Ni la misma Martha envidiaba a Sir Jack su grandioso aislamiento. La isla había sido idea y éxito suyos. La rebelión campesina perpetrada por Paul y Martha había supuesto un interludio olvidable, hacía tiempo borrado de la historia. Sir Jack, asimismo, había extirpado rápidamente la propensión subversiva de determinados empleados a identificarse excesivamente con los personajes que les pagaban por representar. El nuevo Robin Hood y los nuevos miembros de la banda habían devuelto una fachada respetable a los malhechores. Al rey le habían recordado enérgicamente los valores familiares. El Dr. Johnson había sido trasladado al hospital de Dieppe, donde ni la terapia ni los fármacos psicotrópicos más recientes habían conseguido aliviar sus trastornos de personalidad. Le prescribieron una sedación profunda para controlar sus tendencias autodestructivas.
Paul había durado un par de años como presidente ejecutivo, un plazo más largo del que Martha había predicho; después, fingiendo desgana y con protestas por su avanzada edad, Sir Jack había empuñado de nuevo las riendas. Poco después de reasumir el mando, un voto especial de ambas cámaras parlamentarias le había nombrado primer barón Pitman de Fortuibus. La moción se aprobó nem con , y Sir Jack admitió que hubiese sido arrogante no aceptar el honor. El Dr. Max confeccionó un árbol genealógico verosímil para el nuevo barón, cuya mansión comenzaba a rivalizar con el palacio de Buckingham en esplendor y número de visitantes. Sir Jack recorría con la mirada el Mall desde el extremo opuesto y reflexionaba que su última gran idea, su Novena Sinfonía, le había deparado merecida riqueza, fama mundial, el aplauso del mercado y un feudo privado. Verdaderamente le aclamaban como innovador y hombre de ideas.

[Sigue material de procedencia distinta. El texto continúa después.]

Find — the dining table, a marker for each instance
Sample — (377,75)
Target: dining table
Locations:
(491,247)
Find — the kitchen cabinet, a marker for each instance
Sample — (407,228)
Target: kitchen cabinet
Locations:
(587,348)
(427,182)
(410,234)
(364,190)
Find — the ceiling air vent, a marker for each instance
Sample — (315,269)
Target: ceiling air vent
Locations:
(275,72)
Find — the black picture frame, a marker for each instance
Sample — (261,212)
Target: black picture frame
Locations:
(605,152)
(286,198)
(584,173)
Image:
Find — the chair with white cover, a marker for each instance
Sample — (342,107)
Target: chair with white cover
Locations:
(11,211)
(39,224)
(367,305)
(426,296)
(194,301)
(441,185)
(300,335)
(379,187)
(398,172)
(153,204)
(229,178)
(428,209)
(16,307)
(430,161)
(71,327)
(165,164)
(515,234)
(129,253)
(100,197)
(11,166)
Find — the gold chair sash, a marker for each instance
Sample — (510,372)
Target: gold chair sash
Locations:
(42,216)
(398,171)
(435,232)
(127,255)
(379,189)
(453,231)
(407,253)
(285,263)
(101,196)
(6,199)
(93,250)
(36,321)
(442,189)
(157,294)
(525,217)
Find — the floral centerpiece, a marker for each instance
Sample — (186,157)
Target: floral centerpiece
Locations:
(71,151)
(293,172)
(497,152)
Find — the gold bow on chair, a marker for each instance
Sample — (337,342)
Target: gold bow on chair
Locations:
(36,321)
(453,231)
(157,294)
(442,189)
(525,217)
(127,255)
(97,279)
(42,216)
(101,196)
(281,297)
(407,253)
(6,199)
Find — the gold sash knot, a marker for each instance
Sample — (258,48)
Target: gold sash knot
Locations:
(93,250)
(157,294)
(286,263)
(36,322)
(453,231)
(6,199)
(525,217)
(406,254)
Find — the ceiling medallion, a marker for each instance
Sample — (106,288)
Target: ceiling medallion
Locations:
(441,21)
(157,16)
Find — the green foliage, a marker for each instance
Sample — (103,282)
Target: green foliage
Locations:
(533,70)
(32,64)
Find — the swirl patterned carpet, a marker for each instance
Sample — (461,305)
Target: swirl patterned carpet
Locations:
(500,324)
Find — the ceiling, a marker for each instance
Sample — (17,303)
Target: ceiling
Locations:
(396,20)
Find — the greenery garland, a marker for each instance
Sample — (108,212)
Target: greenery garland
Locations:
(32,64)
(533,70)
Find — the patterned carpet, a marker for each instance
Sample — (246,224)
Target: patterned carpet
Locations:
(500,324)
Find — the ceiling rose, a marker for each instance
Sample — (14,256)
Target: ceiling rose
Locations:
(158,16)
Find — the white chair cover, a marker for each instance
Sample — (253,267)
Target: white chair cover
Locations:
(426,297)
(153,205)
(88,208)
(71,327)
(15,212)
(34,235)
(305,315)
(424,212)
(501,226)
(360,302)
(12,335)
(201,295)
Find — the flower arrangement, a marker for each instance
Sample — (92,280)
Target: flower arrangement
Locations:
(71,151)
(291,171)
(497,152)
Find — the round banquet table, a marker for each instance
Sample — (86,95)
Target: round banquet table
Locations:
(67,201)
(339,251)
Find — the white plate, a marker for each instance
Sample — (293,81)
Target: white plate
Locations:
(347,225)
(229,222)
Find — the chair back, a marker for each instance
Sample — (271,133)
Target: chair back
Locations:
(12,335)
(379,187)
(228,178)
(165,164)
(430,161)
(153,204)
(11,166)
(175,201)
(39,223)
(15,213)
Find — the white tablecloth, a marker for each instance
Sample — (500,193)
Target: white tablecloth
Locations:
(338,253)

Pero incluso en la hora de su muerte había mantenido su beligerancia. Llegado el momento de designar su mausoleo, la perspectiva de compartir un suelo con jugadores de inferior categoría le pareció un tanto indigna del fundador. La iglesia de St. Mildred, en Whippingham, propiedad eclesial de la casa Osborne, fue demolida y reedificada en lo alto de Tennyson Down, cuyas populares extensiones de terreno tal vez fuesen rebautizadas en años futuros, aunque por supuesto sólo en caso de que así lo expresara firmemente la voluntad de la isla. La hectárea que ocupaba el cementerio fue tapiada por un muro de manipostería sin mortero, revestido de lápidas de mármol que reproducían algunos de los dicta más inmortales de Sir Jack. En el centro, sobre un pequeño túmulo, se alzaba el mausoleo Pitman, necesariamente ornado pero fundamentalmente simple. Los grandes hombres debían ser modestos en la muerte. De todas maneras, sería negligente no atender las peticiones de los visitantes en un futuro enclave singular de Inglaterra, Inglaterra.